ON the roads through Ethiopia’s highlands traffic raises a brick-red haze that coats your clothes, powders your skin and starts a creaking in your lungs. Despite the dust people wear white. Farmers wrap themselves in bleached cotton. Village funerals look like fields of snow. At churches and shrines white is the pilgrim’s color.


I wear it too, protectively: long-sleeved white shirt, tennis cap, Neutrogena sun block. A pilgrim? Why not?


I’m here for something I’ve longed to see, Ethiopia’s holy cities: Aksum, the spiritual home of this east African country’s Orthodox Christian faith and, especially, the mountain town of Lalibela, with its cluster of 13th-century churches some 200 miles to the south.


Lalibela was conceived as a paradise on earth. And its 11 churches, cut from living volcanic rock, are literally anchored in the earth. In scale, number, and variety of form there’s no architecture or sculpture quite like them anywhere. They’re on the global tourist route now, though barely. To Ethiopian devotees they’ve been spiritual lodestars for eight centuries, and continue to be.


Heaven seekers and art seekers are, in some ways, kindred souls, impelled to spend precious time and travel mad distances in search of places and things that will, somehow, fill them up, complete them. For the religious, pilgrimage is a dress rehearsal for salvation. For the art seeker, it can transform a wish list of experiences into a catalog of permanent, extended, relivable memories. But why do art seekers go to the particular places and things they do? This is a personal matter; complicated, with roots in the past.

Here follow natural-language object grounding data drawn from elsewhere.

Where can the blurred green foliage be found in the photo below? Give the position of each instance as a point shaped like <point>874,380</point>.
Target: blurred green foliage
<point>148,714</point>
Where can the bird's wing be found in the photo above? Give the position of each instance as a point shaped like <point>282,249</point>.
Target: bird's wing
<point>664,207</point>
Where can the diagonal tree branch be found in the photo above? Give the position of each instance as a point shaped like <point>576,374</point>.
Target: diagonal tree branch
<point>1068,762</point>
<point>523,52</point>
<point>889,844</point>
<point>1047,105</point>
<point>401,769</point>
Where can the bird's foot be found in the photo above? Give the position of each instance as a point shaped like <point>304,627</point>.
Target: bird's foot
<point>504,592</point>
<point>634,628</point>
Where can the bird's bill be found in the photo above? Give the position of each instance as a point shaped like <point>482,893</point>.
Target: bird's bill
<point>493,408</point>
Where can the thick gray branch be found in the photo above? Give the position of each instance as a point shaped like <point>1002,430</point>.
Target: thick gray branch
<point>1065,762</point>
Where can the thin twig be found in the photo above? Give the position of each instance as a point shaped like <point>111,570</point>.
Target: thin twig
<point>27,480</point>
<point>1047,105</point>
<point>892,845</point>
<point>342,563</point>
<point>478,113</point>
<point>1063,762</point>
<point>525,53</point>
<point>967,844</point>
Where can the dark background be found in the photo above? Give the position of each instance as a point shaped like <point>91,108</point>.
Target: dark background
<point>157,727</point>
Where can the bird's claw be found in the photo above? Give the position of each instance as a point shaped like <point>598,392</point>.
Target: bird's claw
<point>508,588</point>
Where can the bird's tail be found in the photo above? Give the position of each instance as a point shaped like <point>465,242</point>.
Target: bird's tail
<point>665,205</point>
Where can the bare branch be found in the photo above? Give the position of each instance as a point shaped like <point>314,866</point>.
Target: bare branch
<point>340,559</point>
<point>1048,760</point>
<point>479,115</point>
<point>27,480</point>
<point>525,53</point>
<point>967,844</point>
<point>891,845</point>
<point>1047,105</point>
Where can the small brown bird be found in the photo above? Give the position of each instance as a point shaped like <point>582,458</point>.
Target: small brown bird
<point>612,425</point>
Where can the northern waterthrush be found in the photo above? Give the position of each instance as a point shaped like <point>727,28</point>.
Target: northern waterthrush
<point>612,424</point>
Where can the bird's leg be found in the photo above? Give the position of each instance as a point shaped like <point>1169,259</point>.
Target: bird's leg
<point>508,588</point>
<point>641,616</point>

As an American teenager in the early 1960s I sensed Africa all around me, secondhand. African independence was on the evening news; names like Lumumba, Nkrumah and Senghor chanted by jubilant crowds. “Civil rights” was turning into “black power,” with preachers in suits replaced by Huey Newton holding a spear in one hand, a shotgun in the other.


In college I took an anthropology course called “Primitive Art.” It met in an ethnological museum that had a collection of masks from West and Central Africa. I loved them instantly, these things made for dancing, healing, telling stories, changing identities. They looked old but felt new. I wanted to go to where they came from.


But not ready yet, I went that first college summer to Europe, where I dashed through countless museums in 15 countries before ending up in Istanbul. Again, love, immediate. One look at Byzantine art — the lifting-off dome of Hagia Sophia, the Buddha-calm saints of the Chora mosaics — confirmed what I had begun to suspect: my compass was not set westward.


At that point I didn’t yet know that Byzantium and sub-Saharan Africa had once fruitfully intersected. I later learned, and that intersection is what I’ve come to Ethiopia to see.


The history of Ethiopian culture is deep, going back — if the national epic, the “Kebra Negast” or “Glory of Kings,” can be believed — to at least the 10th century B.C., when an Ethiopian ruler, the biblical Queen of Sheba, traveled to Jerusalem in search of the wisdom of Solomon. The two monarchs met, bonded and had a son, Menelik, who would become Ethiopia’s first emperor.


Solomon, the story goes, wanted to name Menelik as his heir. But the young prince, with Africa on his mind, left Jerusalem behind. He did not, however, leave empty-handed. Secretly he took with him the Ark of the Covenant, which held the tablets given by God to Moses, and brought it to Ethiopia, in effect, establishing a new Israel there.


History, if that’s what this is, then fades out for stretch, until around 300 B.C., when a new empire coalesces in northern Ethiopia, with the city of Aksum as its capital and a still-existing group of immense stone stelae, carved with architectural features, as its grand monument. Another fade-out. By the fourth century A.D. Ethiopia has become officially Christian, and the Ark is in Aksum, enshrined in a cathedral named St. Mary of Zion, where it remains.